In late June of 2009, after nearly ten years of marriage, my husband and I finally decided that we wanted to be parents. We’d both gone back and forth on the issue before, but there were some huge obstacles:
1. I weighed 300 lbs
2. I had PCOS
3. He has a terrible genetic form of rickets, a painful, nearly untreatable degenerative bone disease.
4. He has a very low sperm count (though we didn’t know this at first).
5. We were in significant debt.
I’d tried to work on each of these problems in the past just in case we decided we wanted a baby, but that was never enough motivation. It wasn’t until we made the commitment as a team that we were able to start chipping away.
I knew we’d need to use reproductive technologies of some sort—probably IVF and genetic analysis of the embryos to select the ones without my husband’s disease.
The first thing was diet and exercise for me, of course: for the first time, instead of making a diet into a 6 month period of self-denial and pain, a sort of ritualistic punishment for the sin of being fat, I sat down and put the time into coming up with a sustainable plan. The weight started coming off at a very nice clip (it’s easy at 300!). I also started directing as much money as I could into paying off debt.
By January 2010, we were out of debt and I was down to about 230—a weight where I thought a doctor would talk to me, but not one where I thought I had the best possible chance of success. I also really wanted to do IVF in the late summer, to time the baby’s arrival with early summer the next year: I am a teacher. Also, we didn’t have as much money saved as we would need.
So while I continued to lose weight, we totally revamped our spending. This was more my husband’s project than mine. We gave ourselves very strict spending levels and he starting keeping up an elaborate, itemized spreadsheet. We discovered that just like counting calories, carefully recording purchases makes a huge difference. We started being able to save close to 50% of our net income, enough to make us realize that we could afford to have him stay home after the baby was born.
By August 2010, everything was roses. My weight was under 170 (BMI was 28), we had enough money in the bank to cover IVF (insurance didn’t cover much, and we were basically having the most expensive IVF possible, what with all of our issues). The whole thing had been like a musical montage: once we made the choice, we just rolled out of bed and BAM! made it happen.
Then the IVF was a disaster. Everything looked good leading up to egg retrieval: no side effects, great response to stims, lots of follicles, and then in quick succession: only 9 eggs (damn, bad sign but not the end of the world), then only two fertilized (very bad sign) and then, literally when I was sitting in the waiting room, bladder full as ordered, waiting to go in for the transfer, we find out that those two had multiple genetic defects. Those five days were the worst emotional roller coaster of my life. I felt like we were holding on to a glimmer of hope while things just got darker and darker.

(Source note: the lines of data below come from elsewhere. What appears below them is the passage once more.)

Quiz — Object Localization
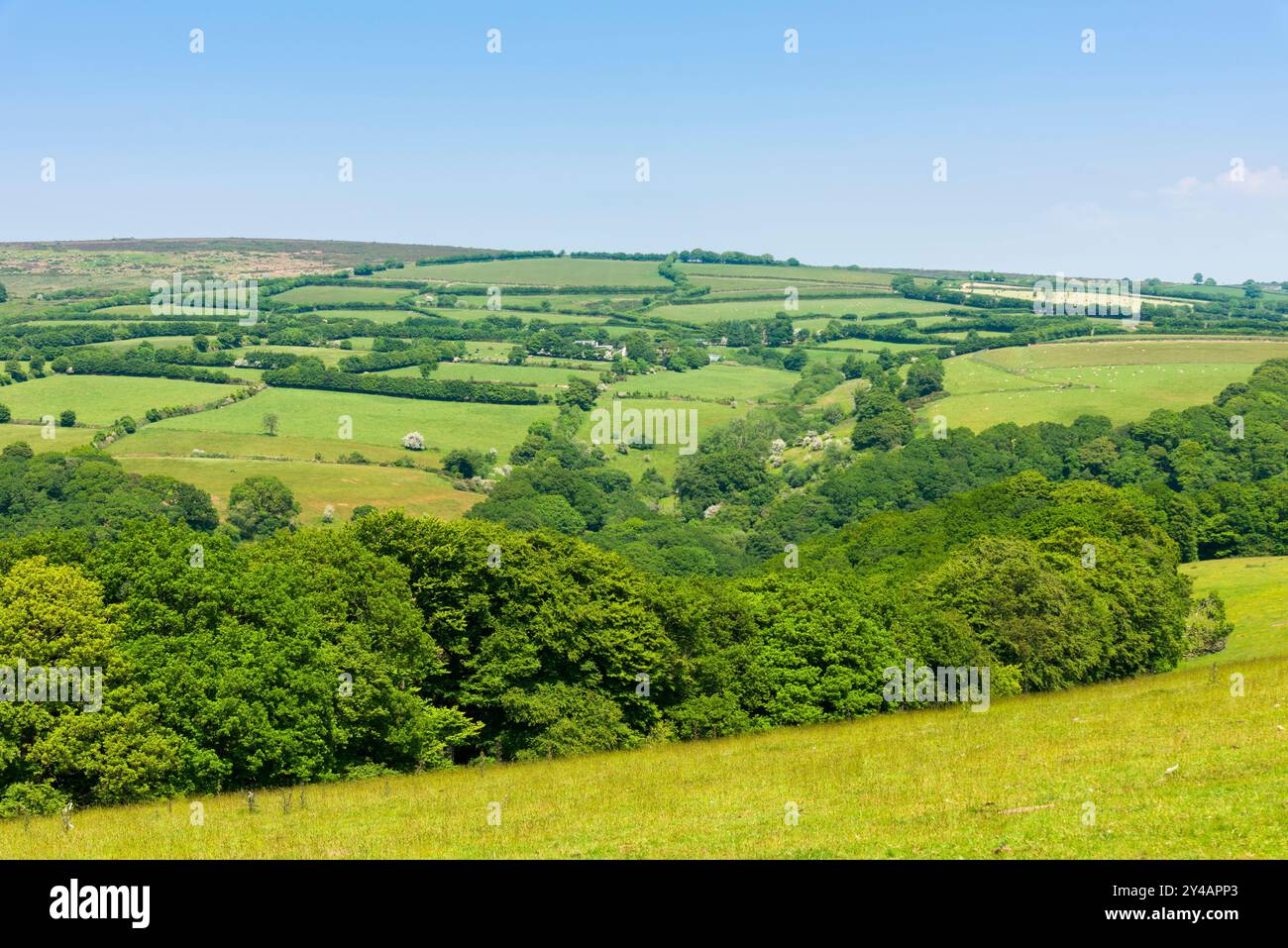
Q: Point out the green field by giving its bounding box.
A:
[0,559,1288,859]
[117,454,483,524]
[680,263,894,288]
[577,393,752,480]
[380,362,599,387]
[94,336,192,349]
[376,257,671,287]
[273,283,415,305]
[649,296,949,326]
[919,340,1288,432]
[317,309,424,326]
[141,382,555,461]
[0,374,241,425]
[0,424,94,455]
[609,362,802,400]
[1181,557,1288,666]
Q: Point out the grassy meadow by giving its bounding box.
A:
[119,455,483,526]
[0,374,239,425]
[649,296,949,326]
[916,340,1288,432]
[273,283,413,303]
[387,257,671,287]
[0,559,1288,859]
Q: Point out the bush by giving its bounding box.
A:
[0,784,68,819]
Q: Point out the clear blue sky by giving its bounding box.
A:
[0,0,1288,282]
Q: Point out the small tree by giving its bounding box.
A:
[228,476,300,540]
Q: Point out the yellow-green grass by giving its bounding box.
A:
[119,455,483,524]
[810,339,939,355]
[919,340,1288,432]
[793,311,968,336]
[577,396,754,480]
[814,378,868,412]
[465,340,514,362]
[309,309,424,326]
[94,303,242,322]
[680,263,894,287]
[609,362,802,402]
[380,362,600,389]
[147,387,557,460]
[1181,557,1288,664]
[97,336,199,348]
[979,338,1288,370]
[0,373,239,425]
[453,306,608,326]
[458,292,644,316]
[0,424,95,454]
[273,283,415,303]
[0,533,1288,859]
[648,296,948,326]
[12,633,1288,859]
[107,427,412,465]
[226,345,356,372]
[374,257,671,287]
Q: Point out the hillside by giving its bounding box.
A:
[0,558,1288,859]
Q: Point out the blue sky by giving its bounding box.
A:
[0,0,1288,282]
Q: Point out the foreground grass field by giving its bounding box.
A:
[916,340,1288,432]
[0,559,1288,859]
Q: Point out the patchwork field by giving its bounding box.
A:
[273,283,413,305]
[680,263,894,288]
[1181,557,1288,668]
[919,340,1288,432]
[380,362,600,389]
[376,257,671,287]
[119,455,483,524]
[610,362,800,400]
[0,374,242,425]
[138,382,555,460]
[0,561,1288,859]
[649,296,949,326]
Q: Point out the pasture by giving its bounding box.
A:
[117,453,483,524]
[143,382,555,461]
[1181,557,1288,666]
[0,561,1288,859]
[609,362,800,402]
[376,257,671,287]
[919,340,1288,432]
[273,283,415,306]
[649,296,949,326]
[0,374,239,425]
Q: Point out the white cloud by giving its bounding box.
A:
[1159,162,1288,200]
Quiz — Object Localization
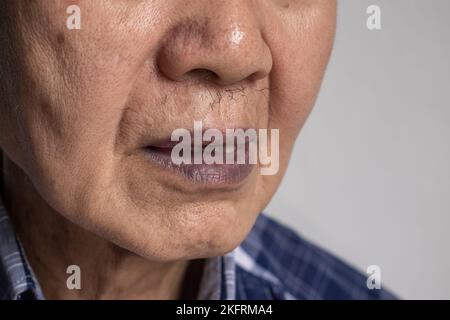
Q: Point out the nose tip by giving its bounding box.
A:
[157,17,272,86]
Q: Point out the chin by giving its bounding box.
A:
[118,201,258,262]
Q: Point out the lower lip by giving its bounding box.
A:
[145,147,255,187]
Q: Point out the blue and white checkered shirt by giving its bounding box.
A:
[0,195,394,300]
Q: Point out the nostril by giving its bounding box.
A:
[183,68,219,82]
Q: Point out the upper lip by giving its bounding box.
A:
[142,127,253,149]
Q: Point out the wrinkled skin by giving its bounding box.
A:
[0,0,336,261]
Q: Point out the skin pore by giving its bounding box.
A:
[0,0,336,299]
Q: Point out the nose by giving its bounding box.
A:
[157,0,272,86]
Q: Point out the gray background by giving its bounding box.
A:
[266,0,450,299]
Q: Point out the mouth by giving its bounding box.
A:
[143,133,255,187]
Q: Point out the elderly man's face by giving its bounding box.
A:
[0,0,336,261]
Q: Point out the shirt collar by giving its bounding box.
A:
[0,195,236,300]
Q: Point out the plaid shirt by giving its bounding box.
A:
[0,195,394,300]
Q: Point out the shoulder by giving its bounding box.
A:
[235,214,395,299]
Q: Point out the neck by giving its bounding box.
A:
[3,158,202,299]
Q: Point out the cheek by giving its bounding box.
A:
[270,8,335,143]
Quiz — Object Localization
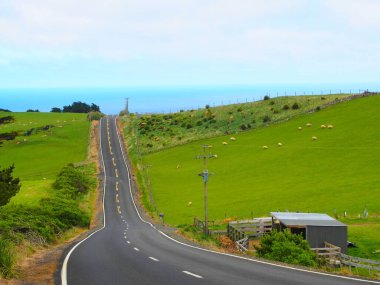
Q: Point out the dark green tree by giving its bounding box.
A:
[0,116,15,125]
[0,165,21,207]
[63,101,100,113]
[50,107,62,113]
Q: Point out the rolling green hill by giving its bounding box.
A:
[131,96,380,258]
[0,112,90,205]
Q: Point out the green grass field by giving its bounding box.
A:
[139,96,380,258]
[0,112,90,205]
[131,94,350,153]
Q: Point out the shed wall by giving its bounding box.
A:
[306,226,347,253]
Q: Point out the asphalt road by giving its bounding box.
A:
[61,117,380,285]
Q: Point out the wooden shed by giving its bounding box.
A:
[271,212,347,253]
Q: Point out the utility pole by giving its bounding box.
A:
[196,144,217,236]
[125,98,129,115]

So I had a bad several days. Then we moved on to plan B: artificial insemination with donor sperm (IUI). My husband was fine with this—had in fact suggested starting with it, but I wanted to try using his genetic material first (I do think he’s pretty cool, after all, and can be sentimental like that) but after the IVF went so poorly, it seemed likely that not only was his sperm low in quantity, it might be low in quality, too (he had a LOT of chemo as a child) and that further expensive attempts were unlikely to be successful.

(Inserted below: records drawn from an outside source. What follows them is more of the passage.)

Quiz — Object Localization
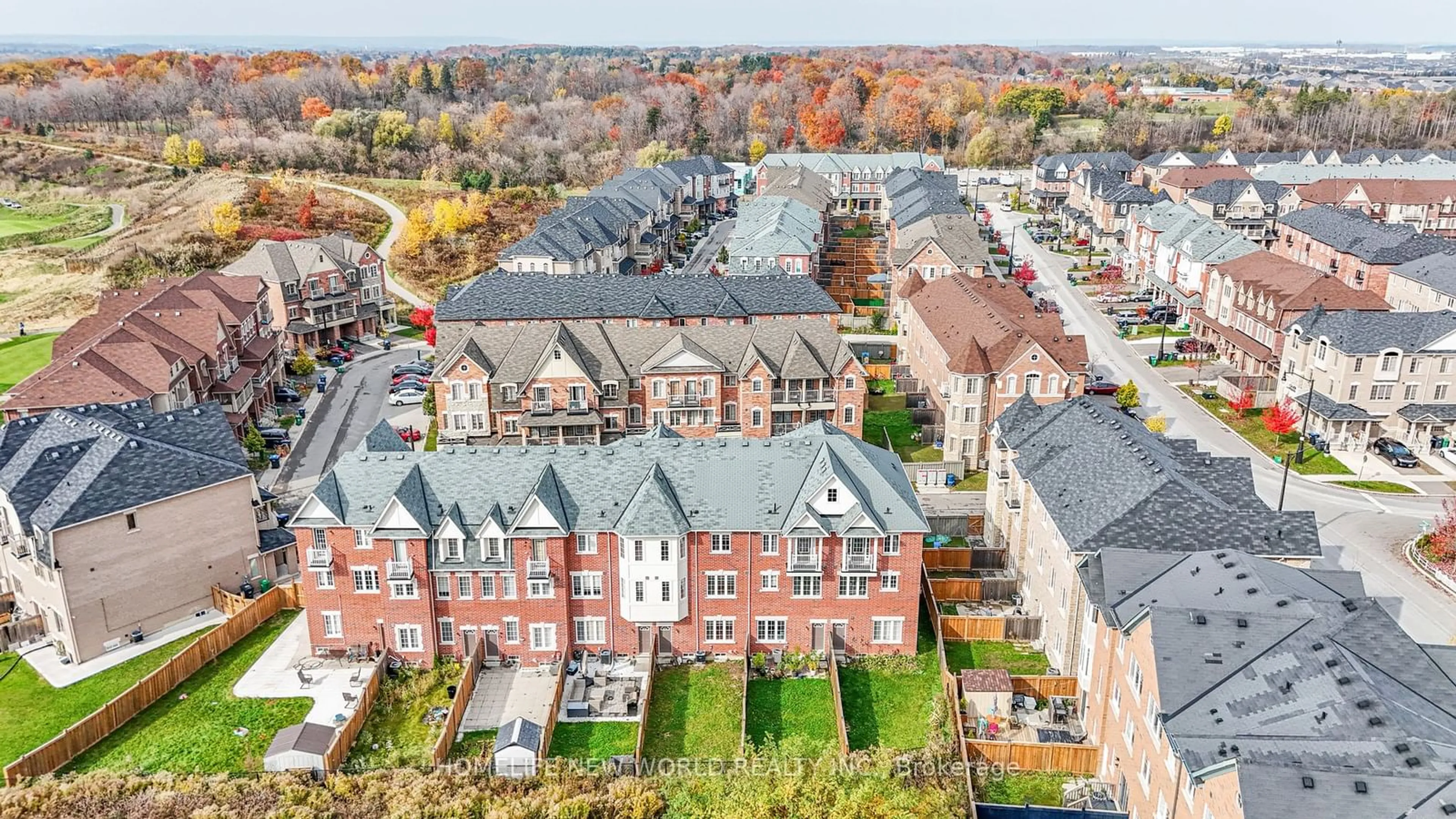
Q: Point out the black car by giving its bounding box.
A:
[1370,439,1420,469]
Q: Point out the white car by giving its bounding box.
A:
[389,389,425,406]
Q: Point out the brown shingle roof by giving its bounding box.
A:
[910,274,1087,373]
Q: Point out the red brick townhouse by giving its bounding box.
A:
[431,319,866,444]
[290,423,927,665]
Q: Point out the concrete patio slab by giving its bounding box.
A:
[25,609,227,688]
[233,615,374,726]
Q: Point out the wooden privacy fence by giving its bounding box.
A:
[1010,675,1082,700]
[431,640,483,765]
[939,615,1041,641]
[965,739,1102,774]
[930,577,1016,603]
[323,651,389,775]
[5,586,291,786]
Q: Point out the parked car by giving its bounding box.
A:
[1370,439,1420,469]
[389,388,425,406]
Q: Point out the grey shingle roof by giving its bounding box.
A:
[435,271,840,322]
[0,402,250,545]
[1279,206,1456,264]
[291,421,927,565]
[997,396,1321,557]
[1288,304,1456,356]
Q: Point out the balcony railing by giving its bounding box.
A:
[772,388,836,404]
[789,552,824,571]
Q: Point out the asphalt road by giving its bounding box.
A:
[683,219,737,273]
[274,341,419,508]
[992,210,1456,644]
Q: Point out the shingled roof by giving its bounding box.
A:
[997,396,1321,557]
[0,401,252,548]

So we waited a month, tried a donor cycle over Thanksgiving 2010. It failed. Then we waited another month for some additional tests (doctor wanted to do them earlier but I convinced him to let me try one IUI cycle first) and they all came back good. So we tried a second cycle this January. I was SURE this one was a bust. I was getting all the signs of an impending period. But this morning I saw a second line. It’s too early to be too confident: pregnancies end at this stage all the time. But still, after 18 months of shaping my entire life around getting pregnant, it was awfully nice to see that line.